Most pitchers work off a fastball. The fast ball sets up an off-speed pitch, a change up that looks like the fastball out of the hand of the pitcher, but comes in slower and at a different angle. Jonny Venters of the Atlanta Braves works differently. He throws a fast pitch, but it is a split fingered fastball or power sinker. He only uses the traditional top-spin fastball about 7% of the time he throws a hard pitch.
His fastball stays up and comes in pretty straight. He shows batters this pitch mostly to keep them honest.
Venters gets a nice two-dimensional difference between his fastball and his sinker/split finger pitch.
Instead of a change up, Venters throws a slider:
This pitch offers another two-dimensional difference. The sinker comes in at 94.5 MPH, the slider at 85.6 MPH. While the sinker breaks down toward the catcher's right hand, the slider breaks to the backstop's left.
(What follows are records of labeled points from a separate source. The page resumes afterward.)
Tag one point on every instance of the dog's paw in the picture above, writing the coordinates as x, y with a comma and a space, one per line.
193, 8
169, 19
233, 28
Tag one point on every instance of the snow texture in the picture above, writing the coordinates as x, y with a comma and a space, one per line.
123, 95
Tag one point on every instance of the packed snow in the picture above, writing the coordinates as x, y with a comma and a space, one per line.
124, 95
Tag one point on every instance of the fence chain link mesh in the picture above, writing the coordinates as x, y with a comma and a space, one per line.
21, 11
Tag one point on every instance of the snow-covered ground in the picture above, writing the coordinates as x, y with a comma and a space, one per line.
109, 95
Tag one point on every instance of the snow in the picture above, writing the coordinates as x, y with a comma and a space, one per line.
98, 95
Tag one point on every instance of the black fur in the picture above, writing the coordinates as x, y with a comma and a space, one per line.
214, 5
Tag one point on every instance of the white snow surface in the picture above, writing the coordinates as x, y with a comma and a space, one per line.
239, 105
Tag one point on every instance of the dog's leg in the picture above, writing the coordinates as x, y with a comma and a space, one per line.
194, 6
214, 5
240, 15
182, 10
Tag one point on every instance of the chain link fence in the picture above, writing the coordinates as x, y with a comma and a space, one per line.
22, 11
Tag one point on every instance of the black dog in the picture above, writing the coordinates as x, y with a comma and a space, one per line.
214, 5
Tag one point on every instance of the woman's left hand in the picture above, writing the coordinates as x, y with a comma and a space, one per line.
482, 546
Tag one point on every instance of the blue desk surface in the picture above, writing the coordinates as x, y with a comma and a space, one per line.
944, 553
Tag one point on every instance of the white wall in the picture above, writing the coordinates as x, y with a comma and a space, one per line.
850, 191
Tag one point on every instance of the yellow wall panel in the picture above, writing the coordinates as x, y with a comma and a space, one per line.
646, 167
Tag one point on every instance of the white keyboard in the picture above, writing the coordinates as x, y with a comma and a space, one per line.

Overall, Venters throws 73% sinkers and 19% sliders. With two strikes on a hitter, however, he throws 51% sinkers and 41% sliders. Saving the slider for those situations makes it his out pitch, as 37 of his 56 K have come on the pitch.
Note, also, that when Venters comes into a game late, batters are almost always going to used to seeing a traditional fastball/change up combination from earlier in the game. Venters forces batters to adjust to a fastball that sinks, and a slider off that with great movement. That's why he's on the All-Star team.